Departamento de Produtos Farmacêuticos, Faculdade de Farmácia da Universidade Federal de Minas Gerais, Av. Pres. Antônio Carlos, 6627 - Pampulha, Belo Horizonte - MG, 31270-901, Brazil.
Nat Rev Cardiol. 2017 Feb;14(2):113-124. doi: 10.1038/nrcardio.2016.171. Epub 2016 Oct 27.
Sex-specific differences in the epidemiology, pathophysiology, presentation, prognosis, and treatment of atrial fibrillation (AF) are increasingly recognized. Women with AF generally experience worse symptoms, poorer quality of life, and have higher risk of stroke and death than men with AF. Effective treatment of the arrhythmia in women is critical to reduce the rate of adverse events.

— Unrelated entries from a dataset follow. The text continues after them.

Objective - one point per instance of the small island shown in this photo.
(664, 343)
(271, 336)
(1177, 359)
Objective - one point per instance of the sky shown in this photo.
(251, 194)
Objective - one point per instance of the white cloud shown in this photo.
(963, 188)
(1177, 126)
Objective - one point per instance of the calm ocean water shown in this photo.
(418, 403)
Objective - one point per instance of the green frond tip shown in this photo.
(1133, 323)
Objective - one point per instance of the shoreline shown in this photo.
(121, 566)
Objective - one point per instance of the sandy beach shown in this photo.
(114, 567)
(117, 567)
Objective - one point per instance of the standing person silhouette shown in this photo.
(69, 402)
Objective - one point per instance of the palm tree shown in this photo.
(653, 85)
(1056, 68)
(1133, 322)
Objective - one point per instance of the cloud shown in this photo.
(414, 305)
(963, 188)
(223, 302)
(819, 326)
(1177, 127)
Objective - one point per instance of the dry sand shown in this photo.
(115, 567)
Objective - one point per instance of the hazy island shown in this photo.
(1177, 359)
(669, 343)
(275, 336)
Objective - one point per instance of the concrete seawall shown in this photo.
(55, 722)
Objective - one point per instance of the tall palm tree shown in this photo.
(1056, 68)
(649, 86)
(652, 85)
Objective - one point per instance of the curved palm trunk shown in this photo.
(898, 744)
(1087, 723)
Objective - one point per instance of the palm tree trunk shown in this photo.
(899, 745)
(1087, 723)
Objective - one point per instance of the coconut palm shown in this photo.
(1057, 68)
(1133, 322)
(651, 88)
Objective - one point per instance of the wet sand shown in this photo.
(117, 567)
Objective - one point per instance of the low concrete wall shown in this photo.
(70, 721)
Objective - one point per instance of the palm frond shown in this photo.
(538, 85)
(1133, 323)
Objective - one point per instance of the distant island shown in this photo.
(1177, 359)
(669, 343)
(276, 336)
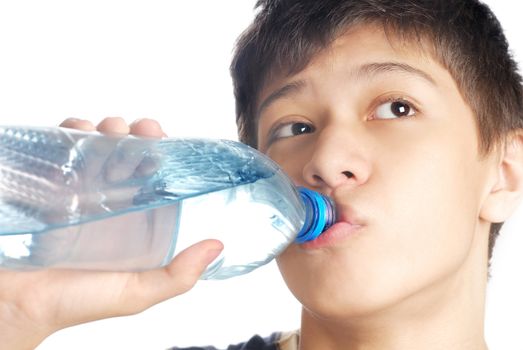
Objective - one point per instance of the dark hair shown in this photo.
(462, 35)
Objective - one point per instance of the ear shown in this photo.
(506, 194)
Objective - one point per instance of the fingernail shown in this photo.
(212, 254)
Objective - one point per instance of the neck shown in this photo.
(446, 315)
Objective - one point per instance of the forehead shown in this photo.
(359, 46)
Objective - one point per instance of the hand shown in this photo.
(35, 304)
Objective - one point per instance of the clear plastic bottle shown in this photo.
(73, 199)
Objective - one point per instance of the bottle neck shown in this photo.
(320, 214)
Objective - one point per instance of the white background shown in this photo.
(169, 60)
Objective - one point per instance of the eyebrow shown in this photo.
(372, 69)
(369, 70)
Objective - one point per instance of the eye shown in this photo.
(394, 109)
(291, 129)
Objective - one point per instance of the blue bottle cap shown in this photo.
(319, 214)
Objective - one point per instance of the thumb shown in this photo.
(147, 288)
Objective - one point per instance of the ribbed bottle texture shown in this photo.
(72, 199)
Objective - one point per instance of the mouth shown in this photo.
(337, 233)
(344, 228)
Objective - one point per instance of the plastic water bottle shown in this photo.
(73, 199)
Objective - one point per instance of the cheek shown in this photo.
(291, 157)
(422, 202)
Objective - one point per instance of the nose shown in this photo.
(338, 159)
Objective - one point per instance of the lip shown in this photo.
(333, 236)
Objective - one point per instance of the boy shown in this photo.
(409, 115)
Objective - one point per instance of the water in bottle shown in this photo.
(73, 199)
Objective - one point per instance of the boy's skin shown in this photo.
(412, 275)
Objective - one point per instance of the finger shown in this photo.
(147, 128)
(80, 124)
(146, 289)
(113, 125)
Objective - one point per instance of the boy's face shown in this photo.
(384, 130)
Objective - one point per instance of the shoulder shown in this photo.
(277, 341)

We review the current evidence on sex-specific differences in the utilization and outcomes of treatments for AF, including rate-control and rhythm-control strategies, and stroke-prevention therapy. In addition, we provide a critical evaluation of potential disparities and biases in health-care use that might be associated with differences in the outcomes between women and men. We underscore current knowledge gaps that need to be addressed in future studies to improve the management of AF in women. In particular, we suggest several strategies to produce high-quality evidence from randomized clinical trials for women with AF.

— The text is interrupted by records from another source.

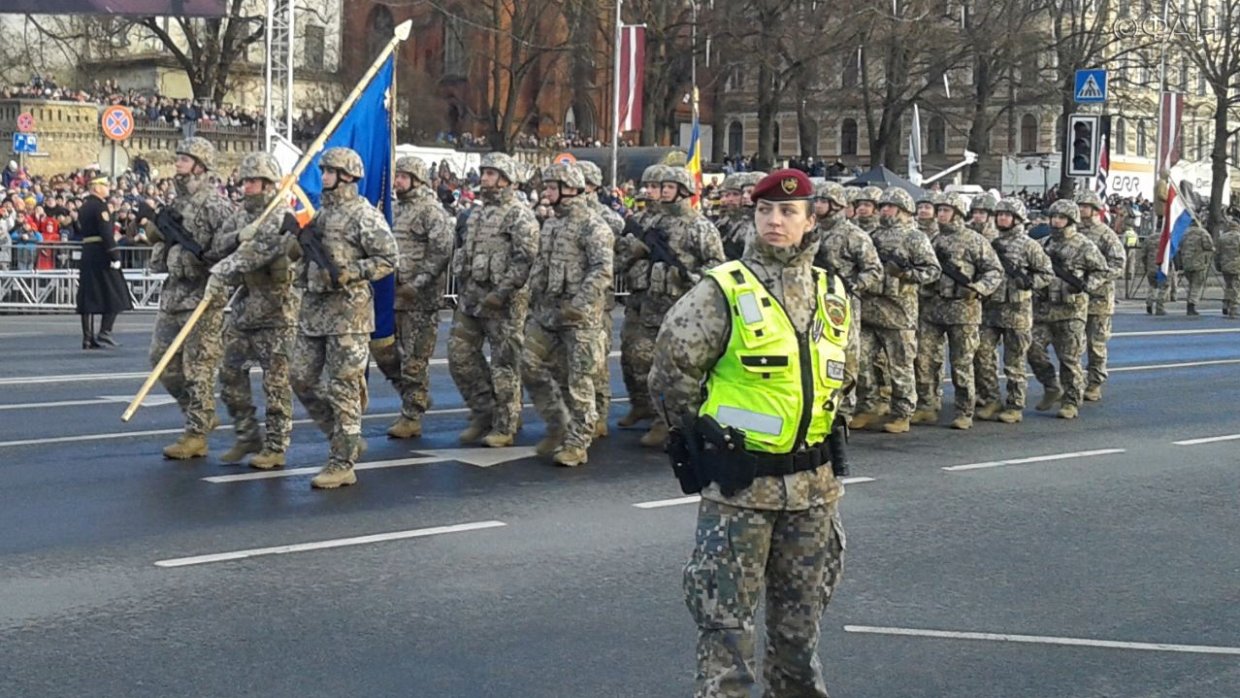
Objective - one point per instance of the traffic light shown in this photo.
(1083, 145)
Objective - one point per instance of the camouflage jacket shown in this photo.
(1011, 305)
(423, 234)
(501, 242)
(357, 239)
(1074, 254)
(693, 337)
(1228, 251)
(1102, 300)
(206, 215)
(1195, 249)
(972, 257)
(574, 267)
(894, 304)
(259, 267)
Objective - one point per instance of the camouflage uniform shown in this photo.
(603, 376)
(1060, 311)
(262, 325)
(1228, 262)
(569, 284)
(190, 377)
(1007, 316)
(846, 251)
(423, 234)
(780, 538)
(1195, 252)
(955, 311)
(1101, 304)
(696, 244)
(492, 269)
(334, 329)
(889, 315)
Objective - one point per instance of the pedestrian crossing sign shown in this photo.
(1090, 86)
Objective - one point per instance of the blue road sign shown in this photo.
(1090, 86)
(25, 143)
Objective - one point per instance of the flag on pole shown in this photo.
(367, 129)
(1177, 220)
(633, 67)
(695, 161)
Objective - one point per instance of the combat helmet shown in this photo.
(416, 167)
(346, 160)
(592, 172)
(259, 166)
(200, 149)
(899, 198)
(1067, 208)
(566, 174)
(1014, 206)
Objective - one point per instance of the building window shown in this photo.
(315, 47)
(735, 139)
(936, 136)
(848, 136)
(1028, 133)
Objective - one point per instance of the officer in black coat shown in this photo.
(102, 288)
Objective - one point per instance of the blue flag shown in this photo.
(367, 129)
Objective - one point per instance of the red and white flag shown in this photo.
(633, 67)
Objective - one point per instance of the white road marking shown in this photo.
(1044, 640)
(695, 499)
(326, 544)
(480, 458)
(1032, 459)
(1207, 440)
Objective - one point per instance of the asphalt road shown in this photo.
(1093, 558)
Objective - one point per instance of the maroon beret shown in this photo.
(784, 185)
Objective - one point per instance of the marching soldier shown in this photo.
(569, 284)
(263, 320)
(954, 310)
(1101, 306)
(337, 310)
(769, 517)
(1195, 253)
(890, 314)
(848, 253)
(1062, 309)
(423, 234)
(492, 269)
(1007, 314)
(678, 251)
(195, 218)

性别特异性差异在房颤(AF)的流行病学、病理生理学、临床表现、预后和治疗中越来越受到重视。女性 AF 患者的症状通常更严重,生活质量更差,发生中风和死亡的风险高于男性 AF 患者。有效治疗女性心律失常对于降低不良事件的发生率至关重要。我们回顾了 AF 治疗中利用和结果的性别特异性差异的现有证据,包括节律控制和心率控制策略,以及卒中预防治疗。此外,我们还对与女性和男性之间的结果差异相关的医疗保健使用中潜在的差异和偏见进行了批判性评估。我们强调了需要在未来的研究中解决当前的知识空白,以改善女性 AF 的管理。特别是,我们提出了一些策略,以便从针对女性 AF 的随机临床试验中获得高质量的证据。